GRM5 (coding for metabotropic glutamate receptor 5, mGluR5) is a promising target for the treatment of cognitive deficits in schizophrenia, but there has been little investigation of its association with cognitive and brain phenotypes within this disorder. We examined the effects of common genetic variation in GRM5 with cognitive function, hippocampal volume, and hippocampal mGluR5 protein levels in schizophrenia patients relative to healthy controls. Two independent GRM5 variants rs60954128 [C>T] and rs3824927 [G>T] were genotyped in a schizophrenia case/control cohort (n=249/261). High-resolution anatomical brain scans were available for a subset of the cohort (n=103 schizophrenia /78 control). All participants completed a standard set of neuropsychological tests. In a separate postmortem cohort (n=19 schizophrenia/20 controls), hippocampal mGluR5 protein levels were examined among individuals of different GRM5 genotypes. Schizophrenia minor allele carriers of rs60954128 had reduced right hippocampal volume relative to healthy controls of the same genotype (-12.3%); this effect was exaggerated in males with schizophrenia (-15.6%). For rs3824927, compared to major allele homozygotes, minor allele carriers with schizophrenia had lower Intelligence Quotients (IQ). Examination in hippocampal postmortem tissue showed no difference in mGluR5 protein expression according to genotype for either rs60954128 or rs3824927. While these genetic variants in GRM5 were associated with cognitive impairments and right hippocampal volume reduction in schizophrenia, they did not affect protein expression. Further study of these mechanisms may help to delineate new targets for the treatment of cognitive deficits in schizophrenia, and may be relevant to other disorders.

Effects of childhood trauma on working memory in affective and non-affective psychotic disorders.

Quidé Y, O'Reilly N, Rowland JE, Carr VJ, Elzinga BM, Green MJ

Childhood trauma-related alterations in brain function during a Theory-of-Mind task in schizophrenia.

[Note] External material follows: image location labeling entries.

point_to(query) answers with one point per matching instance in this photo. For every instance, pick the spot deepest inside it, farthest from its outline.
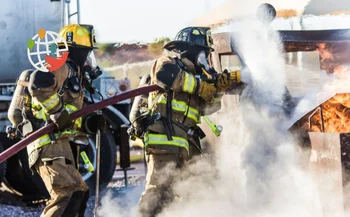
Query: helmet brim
(184, 45)
(78, 46)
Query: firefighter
(172, 136)
(54, 96)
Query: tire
(108, 162)
(19, 178)
(3, 166)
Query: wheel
(19, 178)
(3, 166)
(108, 161)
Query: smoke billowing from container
(255, 170)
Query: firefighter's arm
(170, 75)
(44, 87)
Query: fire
(333, 55)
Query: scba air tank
(15, 110)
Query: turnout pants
(163, 169)
(68, 191)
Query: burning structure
(315, 42)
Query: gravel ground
(11, 205)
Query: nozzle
(217, 129)
(87, 163)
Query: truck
(19, 22)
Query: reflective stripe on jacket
(152, 139)
(45, 139)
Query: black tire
(19, 178)
(3, 166)
(108, 160)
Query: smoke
(120, 204)
(256, 169)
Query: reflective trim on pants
(162, 139)
(189, 83)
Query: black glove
(62, 119)
(223, 81)
(102, 124)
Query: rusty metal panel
(19, 21)
(222, 43)
(326, 169)
(345, 159)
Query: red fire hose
(84, 111)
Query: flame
(333, 115)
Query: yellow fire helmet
(79, 35)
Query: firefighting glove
(225, 80)
(61, 119)
(206, 91)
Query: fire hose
(84, 111)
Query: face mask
(202, 61)
(91, 66)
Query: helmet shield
(91, 61)
(191, 37)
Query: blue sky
(141, 20)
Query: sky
(140, 20)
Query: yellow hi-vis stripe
(71, 108)
(189, 83)
(181, 106)
(162, 139)
(51, 102)
(45, 139)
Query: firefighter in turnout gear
(172, 137)
(53, 96)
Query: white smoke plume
(256, 171)
(256, 168)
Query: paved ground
(116, 190)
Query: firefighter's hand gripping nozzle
(11, 132)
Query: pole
(82, 112)
(78, 11)
(97, 190)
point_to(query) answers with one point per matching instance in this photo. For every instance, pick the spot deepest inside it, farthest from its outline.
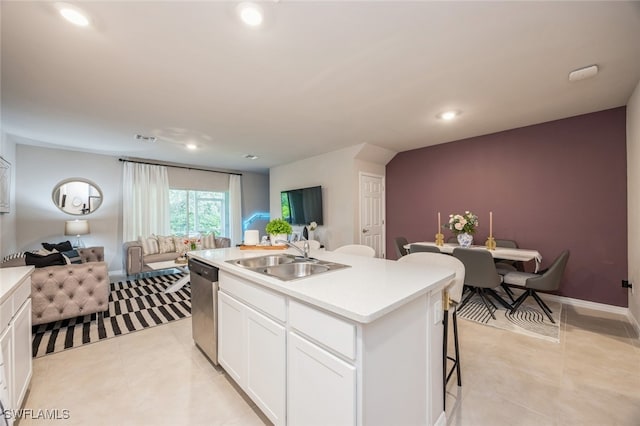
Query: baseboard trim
(586, 304)
(634, 323)
(442, 420)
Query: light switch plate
(437, 312)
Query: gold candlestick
(491, 243)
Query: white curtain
(235, 209)
(145, 210)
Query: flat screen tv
(302, 206)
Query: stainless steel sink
(292, 271)
(287, 267)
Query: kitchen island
(360, 345)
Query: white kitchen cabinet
(252, 346)
(360, 346)
(321, 387)
(6, 341)
(231, 336)
(15, 332)
(266, 365)
(22, 365)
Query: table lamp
(77, 228)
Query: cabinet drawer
(333, 332)
(264, 300)
(6, 313)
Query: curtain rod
(178, 167)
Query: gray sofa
(135, 261)
(67, 291)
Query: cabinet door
(321, 388)
(231, 337)
(6, 392)
(266, 365)
(22, 352)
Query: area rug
(529, 319)
(133, 305)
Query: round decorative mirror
(77, 196)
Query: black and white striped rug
(528, 319)
(133, 305)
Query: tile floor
(157, 377)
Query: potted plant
(278, 229)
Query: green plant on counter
(278, 226)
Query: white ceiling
(316, 77)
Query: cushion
(72, 256)
(38, 261)
(149, 245)
(165, 244)
(208, 241)
(63, 246)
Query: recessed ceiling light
(250, 14)
(448, 115)
(73, 14)
(146, 138)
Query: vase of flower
(464, 239)
(311, 230)
(463, 226)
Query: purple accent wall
(552, 186)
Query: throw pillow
(149, 245)
(181, 243)
(13, 256)
(38, 261)
(63, 246)
(208, 241)
(72, 256)
(166, 244)
(43, 252)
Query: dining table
(505, 253)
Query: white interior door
(372, 212)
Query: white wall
(8, 220)
(39, 169)
(338, 174)
(633, 200)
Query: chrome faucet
(304, 251)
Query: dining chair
(451, 297)
(481, 277)
(504, 266)
(400, 242)
(357, 249)
(417, 248)
(546, 280)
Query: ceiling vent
(582, 73)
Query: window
(192, 212)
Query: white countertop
(10, 278)
(364, 292)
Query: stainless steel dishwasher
(204, 307)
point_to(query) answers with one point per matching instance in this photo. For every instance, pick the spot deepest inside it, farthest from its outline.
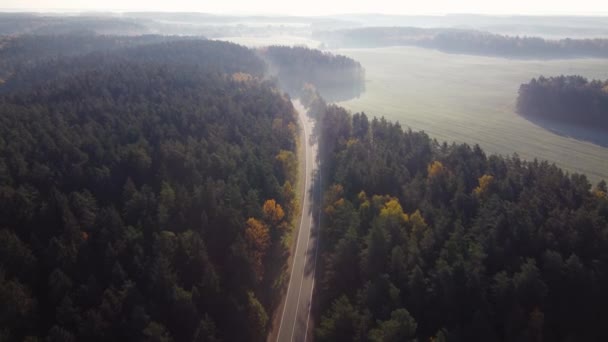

Quidé Y, Ong XH, Mohnke S, Schnell K, Walter H, Carr VJ, Green MJ

Childhood trauma is a risk factor for schizophrenia that affects brain functions associated with higher cognitive processes, including social cognition. Alterations in Theory-of-Mind (ToM), or mentalizing skills, are a hallmark feature of schizophrenia, and are also evident in individuals exposed to childhood trauma. However, the impact of childhood trauma exposure on brain function during social cognition in schizophrenia remains unclear. We thus examined the association between childhood trauma and brain function during the performance of a ToM task in 47 patients diagnosed with schizophrenia or schizoaffective disorder. All participants completed the Childhood Trauma Questionnaire (CTQ) and underwent functional magnetic resonance imaging while performing an established visual-cartoon affective ToM task. Whole-brain multiple regression analysis was performed on ToM-related brain activation, with CTQ total score as regressor of interest, while accounting for the effects of age, sex, diagnosis, symptom severity, behavioural performance, intelligence and medications levels. First, using a small-volume correction approach within a mask made of key regions for ToM [including bilateral temporo-parietal junctions (TPJ), medial prefrontal cortex (mPFC) and posterior cingulate cortex (PCC)/precuneus], total CTQ scores were positively associated with activation of the PCC/precuneus. Second, exploratory analyses for the rest of the brain (i.e., ROIs masked-out), revealed a positive association between trauma exposure and activation of the dorsomedial prefrontal cortex (dmPFC), and a negative association with activation of the anterior section of the TPJ. These results suggest that childhood trauma exposure may, at least partially, contribute to functional alterations of brain regions essential for effective mental state inference in schizophrenia.